Le train de la Commission quitta Berlin le 11 novembre pour Königsberg, puis pour Tilsit où elle arriva le 13 novembre 1919 au matin. On se rappellera qu’à cette époque, les Germano-Russes de Bermondt-Avaloff étaient en pleine retraite devant les Lettons après avoir été battus à Riga grâce notamment à l’intervention de la flotte franco-britannique aux ordres du Capitaine de Vaisseau Brisson.
Après avoir effectué des navettes entre Tilsit et Memel (Klaipėda), le train de la Commission arriva difficilement à rejoindre Šiauliai. Son dessein était de faire cesser toutes les attaques (lettones et lituaniennes) afin de permettre l’écoulement des troupes germano-russes vers la Prusse orientale. Tout en faisant peser sur celles-ci l’épée de Damoclès d’une poursuite menaçante, épée de Damoclès d’autant plus nécessaire que le général allemand von Eberhardt, commandant le VIe Corps de réserve allemand, faisait preuve de duplicité.
Pour l’anecdote, un soir, du côté de Šiauliai, un soldat allemand demanda à voir la Commission ! Il s’agissait en fait d’un Lorrain, originaire de Thionville, que les hasards de la guerre avaient promené en Ukraine et en France, puis qui s’était laissé séduire par l’aventure baltique. Mais il en avait assez car il n’était plus payé et sa zone de pillage s’appauvrissait de jour en jour. Il voulait s’engager dans la Légion Étrangère !
Le 27 novembre, le colonel Dosse, chef d’Etat-major de la Commission, rencontra une délégation lettone constituée d’un représentant des Affaires Etrangères, ancien étudiant à la Sorbonne, et d’un colonel de l’état-major letton. Le wagon-restaurant du train de la Commission servait de double salle de réunion, une cloison séparant la délégation lettone de l’Officier allemand envoyé par le général von Eberhardt. Celui-ci, qui demandait un allégement des conditions de retraite, n’obtiendra qu’un accroissement des rigueurs ! Il lui fut notamment stipulé que les Lettons accompagneraient, par des éléments légers, les troupes germano-russes jusqu’à la frontière letto-lituanienne. La vitesse d’évacuation devrait être accélérée, tous les éléments germano-russes devant se trouver rassemblés sur une ligne Mouravievo – Kurchany (A priori ligne Mažeikiai - Kuršėnai) au plus tard le 1er décembre.
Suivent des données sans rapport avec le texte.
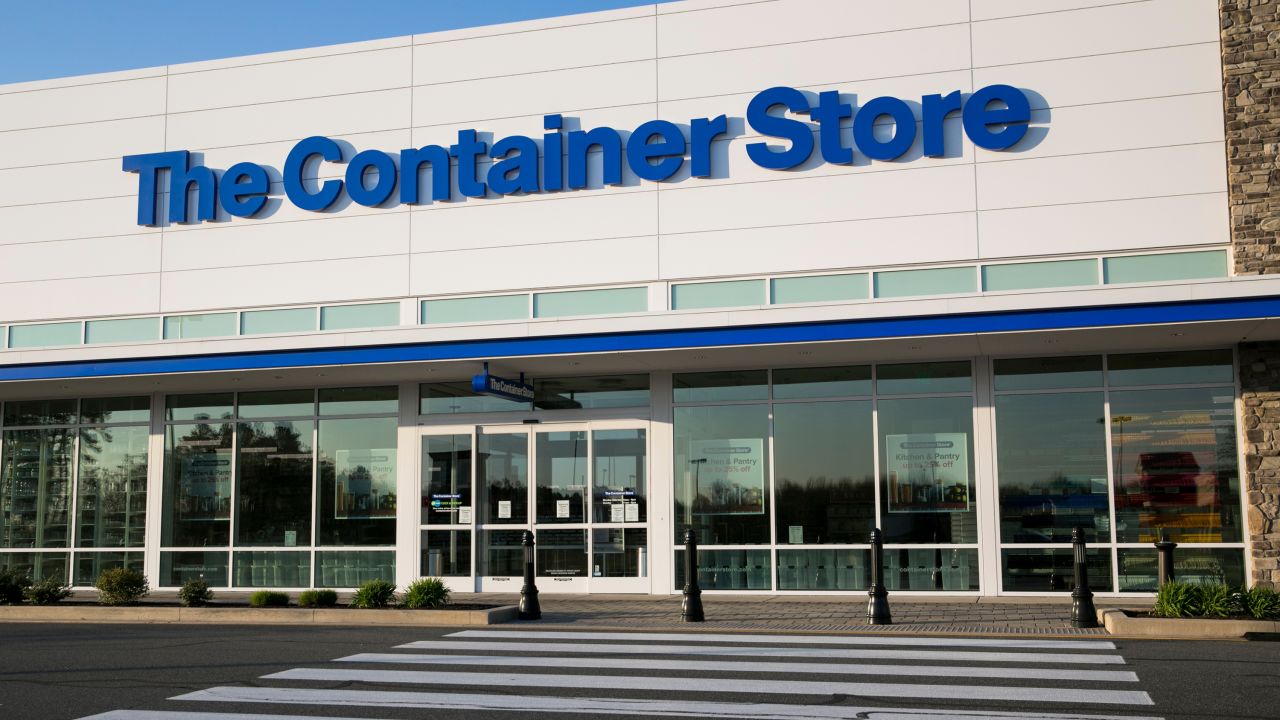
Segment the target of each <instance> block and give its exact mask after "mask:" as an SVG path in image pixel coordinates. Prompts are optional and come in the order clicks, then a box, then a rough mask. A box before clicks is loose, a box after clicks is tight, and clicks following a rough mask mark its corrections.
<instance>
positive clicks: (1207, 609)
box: [1199, 585, 1240, 618]
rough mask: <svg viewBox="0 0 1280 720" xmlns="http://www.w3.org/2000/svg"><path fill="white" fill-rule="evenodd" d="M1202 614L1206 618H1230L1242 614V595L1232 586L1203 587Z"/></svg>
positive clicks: (1208, 586) (1202, 586)
mask: <svg viewBox="0 0 1280 720" xmlns="http://www.w3.org/2000/svg"><path fill="white" fill-rule="evenodd" d="M1199 594H1201V614H1202V615H1204V616H1206V618H1230V616H1231V615H1238V614H1239V612H1240V593H1239V592H1236V591H1235V588H1233V587H1230V585H1201V588H1199Z"/></svg>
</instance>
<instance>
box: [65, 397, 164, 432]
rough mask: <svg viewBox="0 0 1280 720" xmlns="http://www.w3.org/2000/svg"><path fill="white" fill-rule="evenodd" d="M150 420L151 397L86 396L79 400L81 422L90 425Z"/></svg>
mask: <svg viewBox="0 0 1280 720" xmlns="http://www.w3.org/2000/svg"><path fill="white" fill-rule="evenodd" d="M150 420H151V398H150V397H147V396H145V395H140V396H136V397H86V398H84V400H81V423H87V424H92V425H97V424H105V423H147V421H150Z"/></svg>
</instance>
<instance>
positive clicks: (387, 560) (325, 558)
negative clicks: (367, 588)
mask: <svg viewBox="0 0 1280 720" xmlns="http://www.w3.org/2000/svg"><path fill="white" fill-rule="evenodd" d="M379 579H381V580H388V582H392V583H394V582H396V551H394V550H378V551H365V552H360V551H355V550H343V551H319V552H316V585H317V587H321V588H358V587H360V585H362V584H365V583H367V582H369V580H379Z"/></svg>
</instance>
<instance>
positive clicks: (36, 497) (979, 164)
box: [0, 0, 1280, 594]
mask: <svg viewBox="0 0 1280 720" xmlns="http://www.w3.org/2000/svg"><path fill="white" fill-rule="evenodd" d="M1253 5H1254V4H1245V3H1231V1H1224V4H1222V6H1217V5H1216V4H1215V3H1213V1H1212V0H1151V1H1146V3H1129V1H1106V0H1103V1H1098V0H1055V1H1053V3H1046V4H1043V5H1041V4H1037V6H1036V8H1032V6H1030V4H1025V3H1015V1H1011V0H945V1H940V0H931V1H928V3H891V4H884V3H877V4H870V3H847V1H837V0H773V1H767V3H758V1H746V0H737V1H735V0H687V1H684V3H672V4H662V5H657V6H653V5H649V6H641V8H634V9H627V10H617V12H605V13H594V14H586V15H572V17H563V18H554V19H548V20H535V22H526V23H517V24H511V26H493V27H481V28H470V29H462V31H451V32H440V33H431V35H420V36H406V37H397V38H390V40H384V41H372V42H360V44H351V45H342V46H332V47H319V49H310V50H300V51H289V53H279V54H271V55H259V56H248V58H233V59H227V60H214V61H207V63H193V64H186V65H169V67H161V68H151V69H143V70H129V72H122V73H110V74H102V76H88V77H76V78H63V79H56V81H42V82H33V83H22V85H9V86H0V273H3V277H0V307H3V311H0V315H3V316H0V323H3V341H4V342H3V346H4V350H3V351H0V402H3V409H0V420H3V421H0V566H4V565H8V566H15V568H23V569H27V570H29V571H31V573H32V574H33V575H36V577H46V575H59V577H65V578H70V579H72V582H73V583H74V584H77V585H87V584H92V582H93V579H95V578H96V577H97V574H99V573H100V571H101V570H102V569H106V568H111V566H119V565H128V566H134V568H140V569H142V570H145V573H146V574H147V575H148V578H150V579H151V582H152V585H154V587H163V588H172V587H175V585H179V584H182V583H183V582H184V580H187V579H191V578H195V577H198V575H204V577H205V578H206V579H207V580H210V583H211V584H214V585H215V587H221V588H260V587H271V588H288V589H298V588H307V587H333V588H351V587H356V585H358V584H360V583H362V582H365V580H367V579H371V578H379V577H381V578H388V579H394V580H396V582H397V583H399V584H402V585H403V584H406V583H408V582H411V580H412V579H415V578H417V577H421V575H435V577H444V578H447V579H448V582H449V584H451V587H452V588H453V589H456V591H511V592H515V591H518V588H520V583H521V578H520V575H521V571H522V552H524V550H522V547H521V536H522V533H524V532H525V530H530V529H531V530H534V533H535V536H536V539H538V546H536V547H538V551H536V562H538V574H539V577H540V580H539V583H540V584H539V587H540V589H541V591H543V592H590V593H607V592H623V593H671V592H678V589H680V587H681V585H682V583H684V578H682V571H684V568H682V546H681V544H680V538H681V537H682V536H684V533H685V530H686V529H690V528H692V529H695V530H696V532H698V533H699V541H700V544H701V553H700V556H701V566H703V577H701V580H703V587H704V588H705V589H708V591H710V592H722V591H723V592H804V593H859V592H864V591H865V587H867V578H868V555H869V553H868V534H869V532H870V530H872V528H881V529H882V530H883V533H884V538H886V580H887V585H888V588H890V591H892V592H901V593H933V594H937V593H955V594H1050V593H1061V592H1068V591H1069V589H1070V580H1069V577H1070V534H1071V529H1073V528H1075V527H1083V528H1084V529H1085V532H1087V534H1088V538H1089V543H1091V544H1089V547H1091V556H1089V557H1091V574H1092V584H1093V587H1094V589H1097V591H1100V592H1102V593H1149V592H1152V591H1153V588H1155V583H1156V552H1155V548H1153V547H1152V543H1153V542H1155V541H1156V539H1157V538H1158V537H1161V536H1169V537H1171V538H1172V539H1175V541H1176V542H1179V550H1178V574H1179V577H1180V578H1184V579H1192V580H1199V582H1228V583H1231V584H1256V583H1271V584H1275V583H1280V530H1277V529H1276V527H1275V520H1276V516H1277V514H1280V509H1277V498H1280V460H1277V459H1276V450H1275V448H1276V438H1275V428H1276V424H1277V423H1280V355H1277V348H1280V279H1277V278H1276V277H1274V274H1275V273H1276V272H1277V270H1280V254H1277V250H1276V246H1277V242H1276V241H1277V234H1280V200H1277V195H1276V186H1277V182H1280V169H1277V165H1276V163H1275V158H1276V149H1277V147H1280V132H1277V127H1280V111H1277V110H1276V108H1280V102H1277V101H1276V97H1275V90H1274V87H1272V86H1274V85H1275V83H1274V79H1275V77H1276V73H1280V59H1277V50H1276V46H1275V44H1274V42H1270V41H1268V33H1274V32H1276V29H1277V27H1276V20H1275V6H1274V5H1263V6H1253Z"/></svg>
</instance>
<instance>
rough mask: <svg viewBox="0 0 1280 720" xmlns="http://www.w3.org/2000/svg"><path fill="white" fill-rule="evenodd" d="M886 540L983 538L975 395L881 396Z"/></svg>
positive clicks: (963, 538)
mask: <svg viewBox="0 0 1280 720" xmlns="http://www.w3.org/2000/svg"><path fill="white" fill-rule="evenodd" d="M877 409H878V414H879V443H881V474H882V479H881V483H882V484H881V524H882V528H883V530H884V542H890V543H893V542H918V543H972V542H978V514H977V511H975V497H974V482H973V398H972V397H968V396H965V397H915V398H899V400H883V398H882V400H879V401H878V405H877Z"/></svg>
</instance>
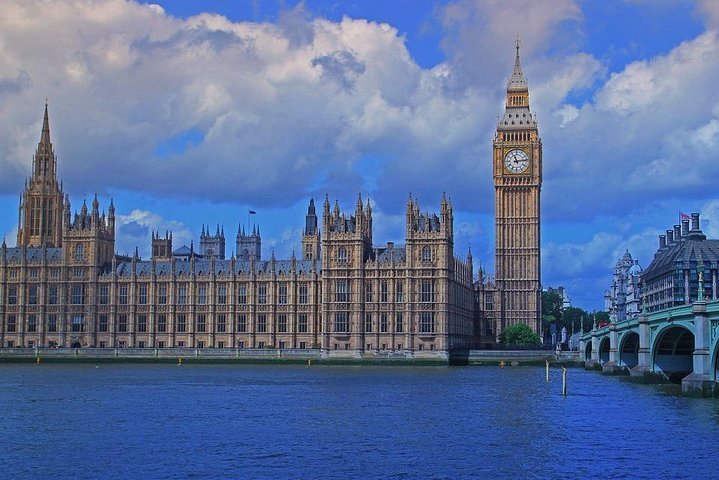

Les dernières formations allemandes arrivèrent enfin à la frontière lituanienne et le 30 novembre 1919 à minuit, la Courlande était entièrement libérée.
Comme le stipule sa citation à l’ordre de l’Armée, signée le 13 janvier 1922 par le ministre de la Guerre, Louis Barthou, le Général Niessel « a réussi, grâce à son ascendant personnel et à la vigueur des dispositions prises, à imposer la volonté de l’Entente au Gouvernement de Berlin et à obtenir, en dépit des multiples obstacles rencontrés, la libération rapide de la Lettonie et de la Lithuanie ».